The Finn suggested to F1's podcast Beyond The Grid last year that Coulthard, along with his ex-Ferrari colleague Vettel, were the team-mates he found the most pleasant to work with. Back in the 2002 to 2004 period, he was very much Coulthard's junior when it came to age.
"With Kimi, in terms of age gap, I guess it was a little bit like Damon [Hill] and I were together [at Williams]," he says.
"Age is less of an issue when you're older. When you're in your early 20s, it's a much bigger thing the age gap.
"So [Kimi] was quite quiet, clearly fast... my focus wasn't on trying to make friends but my focus was on trying to make the car as quick as we could be.
"We understood that you work with your team-mate to develop the car and we did that. But we never really developed a relationship, a little bit like Eddie Irvine in that respect.
"Occasionally, I'll talk to Kimi and it's pleasant enough and then the rest of the time, there will be nothing. We're just two different people with different outlooks.
"But he has certainly been one of the fastest drivers in Formula One. I think his peak time passed a few years ago but there's enough momentum that he'll be able to get a couple more years out of Alfa Romeo."
Team-mate relationships tend to be fraught in Formula One with intra-team hostilities often more fiery than that between rivals from different teams.
But Coulthard, who also paid tribute to the "brave, dashing and professional" Stirling Moss, who died last weekend aged 90, does stand out as one of the few exceptions who were able to maintain cordial relationships with colleagues, as Raikkonen and Hakkinen for example have cited previously.
And that manifested itself on track when he would obey instructions to move aside for a team-mate when asked to for the benefit of the team – the type of orders or pre-race agreements that some other drivers have flouted come hell or high water.
The example often cited is the opening race of the 1998 season when as part of a pre-race agreement, Coulthard allowed Hakkinen to pass him for the lead after the latter had mistakenly entered the pits whilst in first place, thereby falling behind the Scot.
Hakkinen would go on to win that Australian Grand Prix, sparking momentum that would lead him to his first world title.
But the previous race, albeit months earlier at the conclusion of the 1997 season at Jerez when Schumacher famously collided with Jacques Villeneuve, Coulthard had to think a little longer about obeying a team instruction to allow Hakkinen through for what proved to be the Finn's first career win.
Unlike Melbourne months later where there was the exceptional circumstance of the pit mistake, Jerez was different.

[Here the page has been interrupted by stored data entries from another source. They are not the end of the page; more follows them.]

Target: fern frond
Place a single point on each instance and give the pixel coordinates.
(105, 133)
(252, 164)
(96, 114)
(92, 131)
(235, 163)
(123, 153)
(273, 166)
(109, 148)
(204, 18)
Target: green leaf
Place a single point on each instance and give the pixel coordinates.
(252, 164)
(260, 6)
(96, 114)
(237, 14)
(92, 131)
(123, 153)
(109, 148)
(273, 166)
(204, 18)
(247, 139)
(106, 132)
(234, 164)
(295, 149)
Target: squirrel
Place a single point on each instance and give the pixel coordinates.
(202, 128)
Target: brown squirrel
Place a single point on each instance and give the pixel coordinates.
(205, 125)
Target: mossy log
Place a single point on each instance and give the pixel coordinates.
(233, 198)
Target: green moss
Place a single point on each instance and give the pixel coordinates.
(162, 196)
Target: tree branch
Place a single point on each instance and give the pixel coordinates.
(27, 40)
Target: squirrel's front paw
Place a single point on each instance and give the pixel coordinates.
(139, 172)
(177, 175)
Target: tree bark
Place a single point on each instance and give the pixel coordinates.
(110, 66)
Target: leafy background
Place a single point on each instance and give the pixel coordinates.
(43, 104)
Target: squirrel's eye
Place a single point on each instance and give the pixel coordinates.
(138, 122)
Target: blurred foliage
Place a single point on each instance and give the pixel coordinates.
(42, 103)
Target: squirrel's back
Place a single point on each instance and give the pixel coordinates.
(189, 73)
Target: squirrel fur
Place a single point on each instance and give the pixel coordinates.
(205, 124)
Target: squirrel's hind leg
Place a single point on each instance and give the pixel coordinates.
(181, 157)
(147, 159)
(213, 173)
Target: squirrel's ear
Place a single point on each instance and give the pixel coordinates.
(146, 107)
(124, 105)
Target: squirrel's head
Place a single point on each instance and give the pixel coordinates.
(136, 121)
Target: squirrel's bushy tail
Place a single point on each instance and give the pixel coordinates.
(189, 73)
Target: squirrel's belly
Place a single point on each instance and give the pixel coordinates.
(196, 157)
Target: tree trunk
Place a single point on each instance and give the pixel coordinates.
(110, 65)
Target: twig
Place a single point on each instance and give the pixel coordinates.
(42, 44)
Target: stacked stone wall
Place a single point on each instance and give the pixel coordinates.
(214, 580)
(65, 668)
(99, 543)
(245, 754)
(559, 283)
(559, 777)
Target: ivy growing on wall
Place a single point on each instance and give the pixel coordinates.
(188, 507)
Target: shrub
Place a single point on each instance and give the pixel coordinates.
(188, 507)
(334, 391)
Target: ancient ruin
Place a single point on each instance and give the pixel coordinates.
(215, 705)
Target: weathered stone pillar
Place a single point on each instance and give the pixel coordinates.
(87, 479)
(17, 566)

"I was asked to move over in Jerez '97. It was never agreed before the race," he says.
"It took several laps of the team manager telling me to move over before I eventually did and I don't regret following a team instruction in as much that I'm a team player."
He admits that in hindsight, there are "a few victories I could have on my CV" if he had not moved over.
But when he looks back at his career, it's not something that he dwells on or has any major sense of regret over.
"Does it affect the way I sleep at night? No. What would it mean today? I probably would have earned a bit more money but that's not something I would lose any sleep over," he says.